Configuration of file migrations

Rules for format migrations and the tools to be used for this are defined in the file migration-config.xml. It is used in the step Ingest: migrate files.

<?xml version="1.0" encoding="UTF-8"?>
<config>
	<application id="1"
                 name="ImageMagick" 
                 executable="D:\docuteam\apps\ImageMagick\convert.exe"
				 parameter="-compress#none#{[arg1]}#{[arg2]}" />
...
</config>

In this example the application ImageMagick is defined as application number 1. It is also specified that the program convert.exe is to be executed, which is located in the folder D:\docuteam\apps\ImageMagick. The parameters -compress#none#{[arg1]}#{[arg2]} are passed to the program call, where "{[arg1]}" is replaced by the source file and "{[arg2]}" by the target file.

The second part of the file migration-config.xml consists of instructions for format migrations.

	<puid name="fmt/41" 
          applicationID="1"
          targetExtension="tif"
          targetPronom="fmt/353" />

The example defines that files with a PUID (PRONOM's Persistent Unique Identifier) fmt/41 (Raw JPEG Stream) should be converted to a file with PUID fmt/353 (Tagged Image File Format). The application defined above with the application number 1 (here ImageMagick) should be used.
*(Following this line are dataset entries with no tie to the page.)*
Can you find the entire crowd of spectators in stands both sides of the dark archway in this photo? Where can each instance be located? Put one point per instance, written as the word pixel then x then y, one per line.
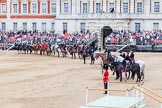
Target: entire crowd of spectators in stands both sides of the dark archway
pixel 118 37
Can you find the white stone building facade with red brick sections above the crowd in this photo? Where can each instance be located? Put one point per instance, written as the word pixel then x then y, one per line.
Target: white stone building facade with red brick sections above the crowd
pixel 80 15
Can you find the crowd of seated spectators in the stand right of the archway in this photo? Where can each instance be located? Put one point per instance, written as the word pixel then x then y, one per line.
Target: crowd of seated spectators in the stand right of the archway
pixel 135 38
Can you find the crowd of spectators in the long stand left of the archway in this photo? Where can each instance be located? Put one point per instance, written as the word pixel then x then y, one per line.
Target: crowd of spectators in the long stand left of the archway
pixel 45 37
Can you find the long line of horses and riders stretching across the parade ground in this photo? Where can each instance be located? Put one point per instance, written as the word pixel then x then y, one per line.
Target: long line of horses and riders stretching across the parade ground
pixel 83 51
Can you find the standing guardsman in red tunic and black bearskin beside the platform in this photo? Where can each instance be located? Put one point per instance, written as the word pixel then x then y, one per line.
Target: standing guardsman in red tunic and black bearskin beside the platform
pixel 106 79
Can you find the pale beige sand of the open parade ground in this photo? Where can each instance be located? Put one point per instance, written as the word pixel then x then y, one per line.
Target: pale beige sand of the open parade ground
pixel 34 81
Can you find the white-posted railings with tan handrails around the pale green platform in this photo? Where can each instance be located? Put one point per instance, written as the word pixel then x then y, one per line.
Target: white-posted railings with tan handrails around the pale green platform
pixel 138 91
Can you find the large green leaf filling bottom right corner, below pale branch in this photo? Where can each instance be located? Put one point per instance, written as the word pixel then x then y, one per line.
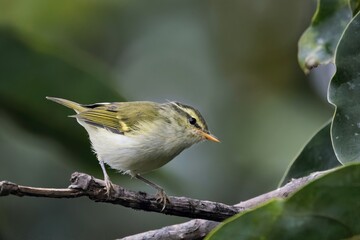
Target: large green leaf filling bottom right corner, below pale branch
pixel 326 208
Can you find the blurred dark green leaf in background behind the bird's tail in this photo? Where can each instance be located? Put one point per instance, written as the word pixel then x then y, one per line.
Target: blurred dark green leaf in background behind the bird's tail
pixel 31 70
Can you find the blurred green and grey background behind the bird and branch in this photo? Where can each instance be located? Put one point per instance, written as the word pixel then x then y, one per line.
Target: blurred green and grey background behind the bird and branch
pixel 233 60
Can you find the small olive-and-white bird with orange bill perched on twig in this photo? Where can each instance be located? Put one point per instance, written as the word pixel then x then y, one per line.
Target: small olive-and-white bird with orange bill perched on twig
pixel 137 137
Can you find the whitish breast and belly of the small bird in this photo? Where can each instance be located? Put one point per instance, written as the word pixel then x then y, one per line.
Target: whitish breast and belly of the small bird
pixel 136 153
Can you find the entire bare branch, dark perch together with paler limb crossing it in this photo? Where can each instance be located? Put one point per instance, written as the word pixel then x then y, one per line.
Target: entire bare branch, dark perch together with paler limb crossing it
pixel 86 185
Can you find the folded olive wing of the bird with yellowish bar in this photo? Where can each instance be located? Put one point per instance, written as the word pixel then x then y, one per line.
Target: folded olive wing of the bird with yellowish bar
pixel 119 118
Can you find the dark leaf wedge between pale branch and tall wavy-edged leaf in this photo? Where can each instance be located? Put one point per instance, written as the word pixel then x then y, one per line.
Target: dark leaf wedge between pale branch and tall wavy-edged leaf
pixel 317 155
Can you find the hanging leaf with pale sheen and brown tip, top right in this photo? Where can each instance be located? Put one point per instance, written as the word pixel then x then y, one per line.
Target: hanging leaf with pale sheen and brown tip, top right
pixel 318 43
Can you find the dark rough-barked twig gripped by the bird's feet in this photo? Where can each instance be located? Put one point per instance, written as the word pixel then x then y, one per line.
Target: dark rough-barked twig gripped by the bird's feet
pixel 86 185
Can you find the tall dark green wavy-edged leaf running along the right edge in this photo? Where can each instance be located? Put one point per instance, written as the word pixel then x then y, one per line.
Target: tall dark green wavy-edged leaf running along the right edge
pixel 344 93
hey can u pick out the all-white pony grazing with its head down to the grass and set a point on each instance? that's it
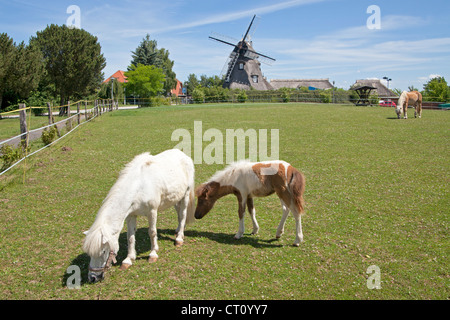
(148, 184)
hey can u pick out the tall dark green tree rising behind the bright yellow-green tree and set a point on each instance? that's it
(148, 54)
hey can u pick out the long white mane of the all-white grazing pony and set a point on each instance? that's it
(100, 233)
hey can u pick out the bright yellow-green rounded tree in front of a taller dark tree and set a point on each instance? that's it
(144, 81)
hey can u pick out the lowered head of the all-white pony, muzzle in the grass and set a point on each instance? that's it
(102, 248)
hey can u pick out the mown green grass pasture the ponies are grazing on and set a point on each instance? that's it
(376, 194)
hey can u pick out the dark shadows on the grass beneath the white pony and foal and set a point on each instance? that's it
(143, 246)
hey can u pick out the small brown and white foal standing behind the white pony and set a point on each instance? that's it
(246, 180)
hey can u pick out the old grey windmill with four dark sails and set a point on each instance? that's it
(242, 70)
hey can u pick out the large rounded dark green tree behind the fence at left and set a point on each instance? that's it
(73, 61)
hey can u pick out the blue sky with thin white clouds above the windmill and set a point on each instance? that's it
(308, 38)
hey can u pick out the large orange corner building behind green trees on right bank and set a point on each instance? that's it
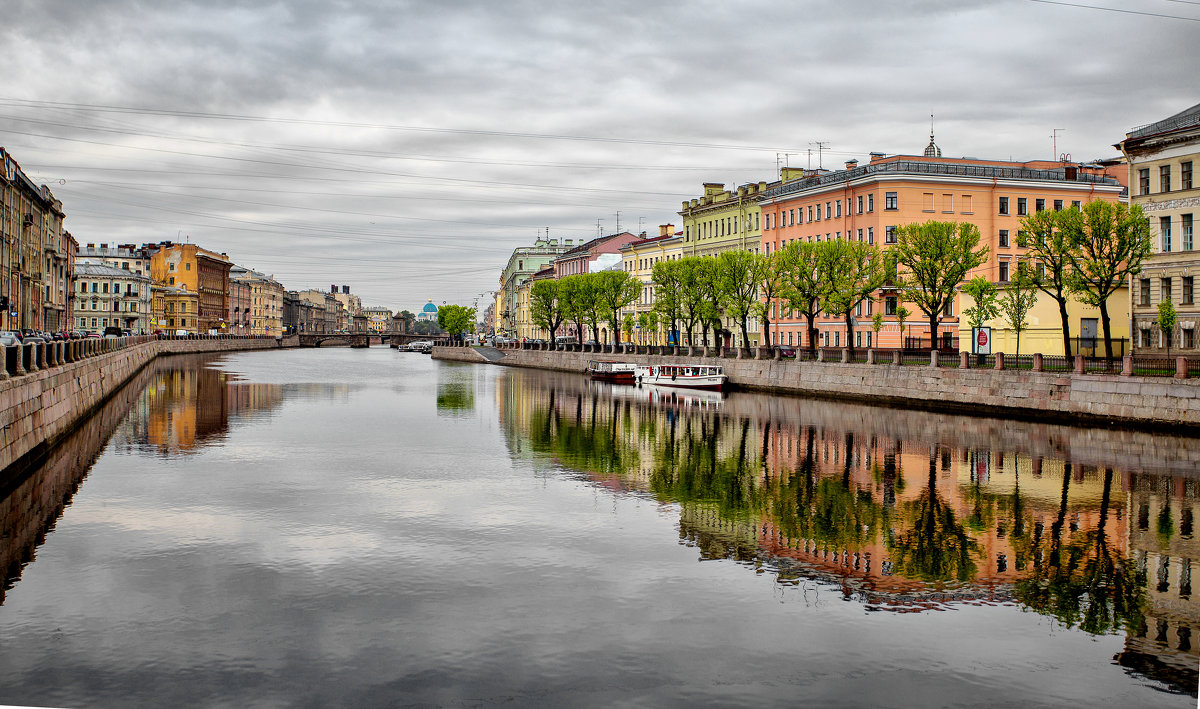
(869, 203)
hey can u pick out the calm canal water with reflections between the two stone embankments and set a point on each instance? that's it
(367, 528)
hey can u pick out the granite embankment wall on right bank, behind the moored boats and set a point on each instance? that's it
(1155, 402)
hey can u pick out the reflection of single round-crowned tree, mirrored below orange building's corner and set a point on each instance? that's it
(935, 546)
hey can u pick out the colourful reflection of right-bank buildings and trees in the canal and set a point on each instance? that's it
(903, 510)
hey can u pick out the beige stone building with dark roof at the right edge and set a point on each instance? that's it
(1162, 160)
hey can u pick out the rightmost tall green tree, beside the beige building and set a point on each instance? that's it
(1111, 243)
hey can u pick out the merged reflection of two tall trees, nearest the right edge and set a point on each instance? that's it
(1085, 581)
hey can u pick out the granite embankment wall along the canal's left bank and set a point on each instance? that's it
(39, 408)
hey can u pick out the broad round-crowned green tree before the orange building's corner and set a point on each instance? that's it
(937, 257)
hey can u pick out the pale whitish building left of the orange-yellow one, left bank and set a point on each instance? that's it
(111, 298)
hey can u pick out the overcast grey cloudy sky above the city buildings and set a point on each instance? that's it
(405, 149)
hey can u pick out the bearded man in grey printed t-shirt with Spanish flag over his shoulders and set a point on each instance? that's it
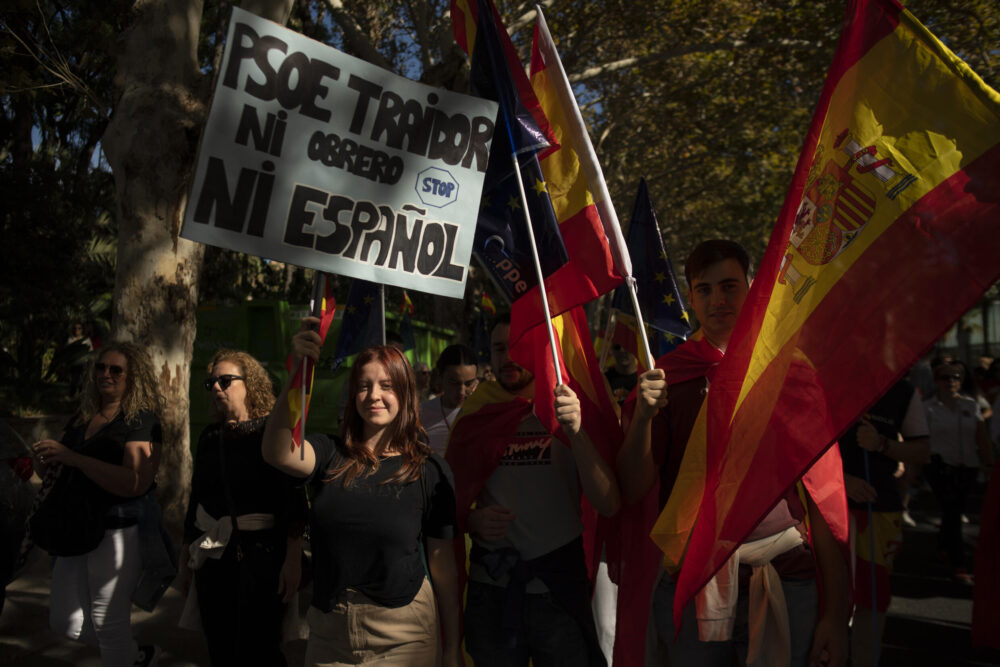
(529, 588)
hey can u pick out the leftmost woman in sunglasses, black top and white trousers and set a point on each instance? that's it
(91, 503)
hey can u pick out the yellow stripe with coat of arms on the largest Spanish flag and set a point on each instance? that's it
(880, 110)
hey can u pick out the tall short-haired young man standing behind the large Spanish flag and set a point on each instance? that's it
(762, 606)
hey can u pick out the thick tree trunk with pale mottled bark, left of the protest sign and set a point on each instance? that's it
(151, 143)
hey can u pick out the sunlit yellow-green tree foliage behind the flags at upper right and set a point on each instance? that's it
(710, 101)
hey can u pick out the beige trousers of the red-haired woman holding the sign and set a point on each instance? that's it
(358, 631)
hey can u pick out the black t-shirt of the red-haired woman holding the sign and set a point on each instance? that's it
(368, 536)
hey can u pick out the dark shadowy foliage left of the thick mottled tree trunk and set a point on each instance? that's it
(55, 220)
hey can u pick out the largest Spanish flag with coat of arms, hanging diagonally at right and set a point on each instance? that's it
(887, 235)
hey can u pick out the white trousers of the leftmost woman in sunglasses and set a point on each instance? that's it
(91, 596)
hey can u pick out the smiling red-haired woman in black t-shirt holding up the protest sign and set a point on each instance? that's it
(381, 499)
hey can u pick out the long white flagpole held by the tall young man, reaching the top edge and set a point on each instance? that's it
(592, 168)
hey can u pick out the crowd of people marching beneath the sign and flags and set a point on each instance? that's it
(434, 517)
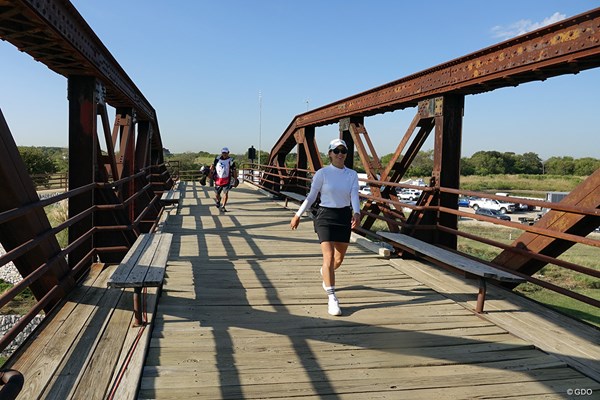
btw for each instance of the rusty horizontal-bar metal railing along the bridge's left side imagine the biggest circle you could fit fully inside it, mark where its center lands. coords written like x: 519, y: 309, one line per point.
x: 144, y: 202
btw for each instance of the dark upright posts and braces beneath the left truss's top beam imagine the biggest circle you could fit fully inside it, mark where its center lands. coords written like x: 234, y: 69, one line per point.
x: 121, y: 161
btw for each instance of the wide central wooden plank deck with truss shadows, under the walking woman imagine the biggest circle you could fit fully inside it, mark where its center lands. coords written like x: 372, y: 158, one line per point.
x: 243, y: 315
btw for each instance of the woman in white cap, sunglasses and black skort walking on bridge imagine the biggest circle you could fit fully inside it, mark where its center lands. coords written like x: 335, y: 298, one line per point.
x: 338, y: 214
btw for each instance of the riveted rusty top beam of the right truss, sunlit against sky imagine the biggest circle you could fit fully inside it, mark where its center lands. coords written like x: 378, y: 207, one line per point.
x: 567, y: 47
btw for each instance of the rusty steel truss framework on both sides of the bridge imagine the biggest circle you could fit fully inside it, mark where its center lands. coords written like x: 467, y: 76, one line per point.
x: 118, y: 173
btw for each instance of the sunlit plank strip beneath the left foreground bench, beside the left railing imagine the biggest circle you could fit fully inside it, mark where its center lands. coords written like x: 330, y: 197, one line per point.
x: 83, y: 347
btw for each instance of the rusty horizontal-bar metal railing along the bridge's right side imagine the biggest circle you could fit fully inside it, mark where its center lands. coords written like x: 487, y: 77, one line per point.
x: 397, y: 213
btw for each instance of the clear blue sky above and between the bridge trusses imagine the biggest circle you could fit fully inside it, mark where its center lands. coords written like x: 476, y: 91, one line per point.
x: 203, y: 65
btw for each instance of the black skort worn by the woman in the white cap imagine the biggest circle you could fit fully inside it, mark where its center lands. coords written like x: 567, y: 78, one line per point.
x: 333, y: 224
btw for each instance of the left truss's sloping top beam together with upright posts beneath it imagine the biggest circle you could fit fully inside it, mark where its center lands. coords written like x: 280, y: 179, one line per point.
x: 54, y: 33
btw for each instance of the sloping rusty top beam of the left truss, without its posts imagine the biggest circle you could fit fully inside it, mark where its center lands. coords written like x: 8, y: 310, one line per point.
x: 55, y: 34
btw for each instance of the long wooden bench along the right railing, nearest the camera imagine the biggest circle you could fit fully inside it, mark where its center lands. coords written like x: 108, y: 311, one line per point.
x: 457, y: 261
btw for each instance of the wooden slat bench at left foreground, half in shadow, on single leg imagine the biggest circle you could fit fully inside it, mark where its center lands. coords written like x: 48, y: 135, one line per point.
x: 143, y: 266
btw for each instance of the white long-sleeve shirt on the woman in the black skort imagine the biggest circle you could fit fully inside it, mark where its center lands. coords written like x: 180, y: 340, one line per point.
x: 338, y: 188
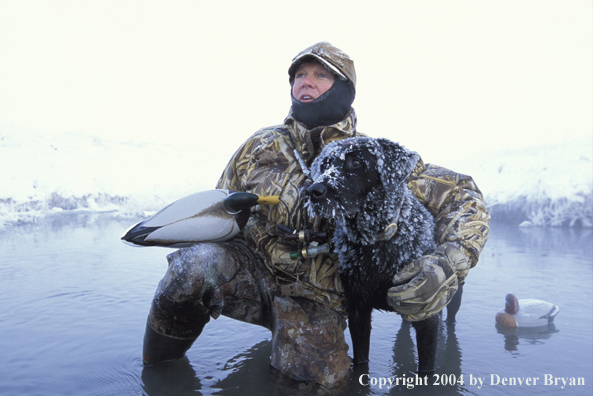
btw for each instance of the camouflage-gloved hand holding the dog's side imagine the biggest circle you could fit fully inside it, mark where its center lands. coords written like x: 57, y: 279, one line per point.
x: 424, y: 287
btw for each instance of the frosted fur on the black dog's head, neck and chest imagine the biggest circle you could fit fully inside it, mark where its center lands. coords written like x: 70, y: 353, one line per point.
x: 365, y: 199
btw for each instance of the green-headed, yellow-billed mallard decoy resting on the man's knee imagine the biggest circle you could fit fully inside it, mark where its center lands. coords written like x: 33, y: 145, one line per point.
x: 207, y: 216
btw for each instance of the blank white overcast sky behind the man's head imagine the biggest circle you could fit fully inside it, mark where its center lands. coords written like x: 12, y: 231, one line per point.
x: 441, y: 77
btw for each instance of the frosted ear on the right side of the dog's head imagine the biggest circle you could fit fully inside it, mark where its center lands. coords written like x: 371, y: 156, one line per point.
x: 398, y: 163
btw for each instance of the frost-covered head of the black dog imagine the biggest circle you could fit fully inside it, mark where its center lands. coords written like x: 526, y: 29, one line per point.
x: 358, y: 174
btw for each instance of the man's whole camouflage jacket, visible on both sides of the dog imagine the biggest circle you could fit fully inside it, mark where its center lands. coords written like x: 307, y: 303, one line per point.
x: 266, y: 165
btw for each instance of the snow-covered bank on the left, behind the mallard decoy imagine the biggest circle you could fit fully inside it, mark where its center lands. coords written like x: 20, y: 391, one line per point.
x: 44, y: 175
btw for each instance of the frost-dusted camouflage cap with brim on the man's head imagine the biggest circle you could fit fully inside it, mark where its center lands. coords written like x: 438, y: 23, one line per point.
x: 329, y: 56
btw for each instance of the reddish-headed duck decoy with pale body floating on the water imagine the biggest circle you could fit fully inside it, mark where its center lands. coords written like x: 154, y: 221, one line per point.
x: 526, y: 313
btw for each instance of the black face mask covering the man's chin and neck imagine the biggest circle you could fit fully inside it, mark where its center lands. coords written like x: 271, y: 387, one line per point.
x: 328, y: 109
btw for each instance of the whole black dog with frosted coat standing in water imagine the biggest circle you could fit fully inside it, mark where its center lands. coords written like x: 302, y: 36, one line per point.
x: 379, y: 227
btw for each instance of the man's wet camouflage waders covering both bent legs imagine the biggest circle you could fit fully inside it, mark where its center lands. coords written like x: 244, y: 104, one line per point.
x: 227, y: 278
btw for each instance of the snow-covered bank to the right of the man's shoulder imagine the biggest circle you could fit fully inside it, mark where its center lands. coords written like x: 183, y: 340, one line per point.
x: 547, y: 185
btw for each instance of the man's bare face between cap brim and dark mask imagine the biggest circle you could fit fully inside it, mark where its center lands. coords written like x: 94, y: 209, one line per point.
x: 311, y: 80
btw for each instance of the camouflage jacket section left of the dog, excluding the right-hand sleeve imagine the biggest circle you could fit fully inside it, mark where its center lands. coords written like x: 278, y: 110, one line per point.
x: 266, y: 165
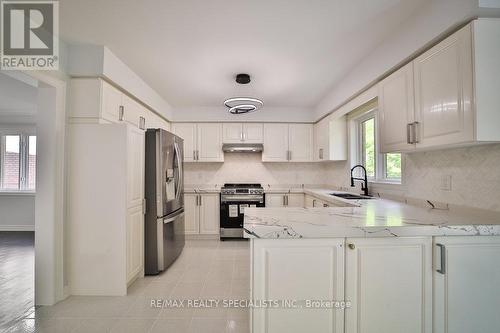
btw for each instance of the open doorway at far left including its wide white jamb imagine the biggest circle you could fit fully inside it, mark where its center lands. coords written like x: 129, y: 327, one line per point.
x: 32, y: 127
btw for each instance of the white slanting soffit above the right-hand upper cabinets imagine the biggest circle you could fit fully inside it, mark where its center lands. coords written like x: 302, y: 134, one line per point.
x: 430, y: 23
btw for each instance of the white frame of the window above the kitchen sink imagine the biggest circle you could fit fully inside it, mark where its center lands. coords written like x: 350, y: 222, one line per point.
x: 380, y: 158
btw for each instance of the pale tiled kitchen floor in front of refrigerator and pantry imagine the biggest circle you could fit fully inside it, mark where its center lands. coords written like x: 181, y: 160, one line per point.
x: 206, y: 269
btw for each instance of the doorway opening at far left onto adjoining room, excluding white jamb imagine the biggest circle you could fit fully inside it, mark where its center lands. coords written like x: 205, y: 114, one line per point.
x: 18, y: 111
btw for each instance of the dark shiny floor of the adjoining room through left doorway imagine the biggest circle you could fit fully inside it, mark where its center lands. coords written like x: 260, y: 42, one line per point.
x: 16, y: 276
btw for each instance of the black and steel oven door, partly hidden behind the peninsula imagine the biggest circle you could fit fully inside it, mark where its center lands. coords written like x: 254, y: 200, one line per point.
x: 232, y: 210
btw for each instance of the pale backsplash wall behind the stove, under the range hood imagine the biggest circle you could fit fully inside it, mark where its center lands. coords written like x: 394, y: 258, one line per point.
x: 240, y: 168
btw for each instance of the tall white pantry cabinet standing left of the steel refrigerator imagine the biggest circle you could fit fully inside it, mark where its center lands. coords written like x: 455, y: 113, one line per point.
x: 105, y: 207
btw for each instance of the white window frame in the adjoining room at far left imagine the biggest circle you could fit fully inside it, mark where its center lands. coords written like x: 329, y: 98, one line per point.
x: 24, y: 133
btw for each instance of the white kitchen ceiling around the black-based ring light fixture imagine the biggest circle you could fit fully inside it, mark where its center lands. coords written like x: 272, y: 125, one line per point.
x: 189, y: 51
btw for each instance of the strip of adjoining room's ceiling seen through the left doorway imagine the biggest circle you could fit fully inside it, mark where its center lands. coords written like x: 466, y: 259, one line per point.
x: 17, y: 97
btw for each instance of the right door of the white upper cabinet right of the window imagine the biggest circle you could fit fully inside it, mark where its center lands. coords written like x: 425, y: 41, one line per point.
x: 443, y: 92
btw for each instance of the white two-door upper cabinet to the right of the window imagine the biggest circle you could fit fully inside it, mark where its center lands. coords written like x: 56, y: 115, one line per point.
x: 454, y: 99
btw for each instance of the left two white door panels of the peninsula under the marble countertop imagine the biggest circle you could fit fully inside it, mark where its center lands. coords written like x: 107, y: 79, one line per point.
x: 388, y: 282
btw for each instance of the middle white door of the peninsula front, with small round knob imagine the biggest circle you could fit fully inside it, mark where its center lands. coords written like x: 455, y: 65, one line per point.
x: 389, y: 284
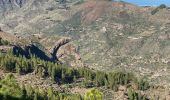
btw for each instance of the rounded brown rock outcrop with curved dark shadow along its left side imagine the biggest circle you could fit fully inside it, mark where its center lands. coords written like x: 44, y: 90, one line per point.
x: 66, y: 52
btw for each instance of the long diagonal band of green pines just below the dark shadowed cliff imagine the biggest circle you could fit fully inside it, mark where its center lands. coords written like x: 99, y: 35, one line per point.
x: 63, y: 75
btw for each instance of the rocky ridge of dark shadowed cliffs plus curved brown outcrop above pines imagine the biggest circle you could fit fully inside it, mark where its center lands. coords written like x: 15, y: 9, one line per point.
x: 62, y: 49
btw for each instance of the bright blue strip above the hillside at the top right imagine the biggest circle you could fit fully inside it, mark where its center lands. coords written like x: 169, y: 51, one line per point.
x: 149, y: 2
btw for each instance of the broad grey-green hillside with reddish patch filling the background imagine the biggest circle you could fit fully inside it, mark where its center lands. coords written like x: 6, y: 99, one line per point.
x: 107, y: 35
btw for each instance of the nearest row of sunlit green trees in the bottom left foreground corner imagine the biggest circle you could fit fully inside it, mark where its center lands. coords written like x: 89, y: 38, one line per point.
x: 10, y: 90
Besides the specification of a PUID, MIME types and file extensions can also be specified. Format migration according to PUID has first priority. If this is not successful, the second priority is to try to perform the migration according to the MIME type. If this also fails, the file extension is taken into account:

	<puid      name="fmt/41" 
               applicationID="1"
               targetExtension="tif"
               targetPronom="fmt/353" />
    
    <mimeType  name="image/jpeg"
               applicationID="1"
               targetExtension="tif"
               targetPronom="fmt/353" />
	
    <extension name="jpg"
               applicationID="1"
               targetExtension="tif"
               targetPronom="fmt/353" />

File formats that are not listed (whether by PUID, mime type, or file extension) are not migrated.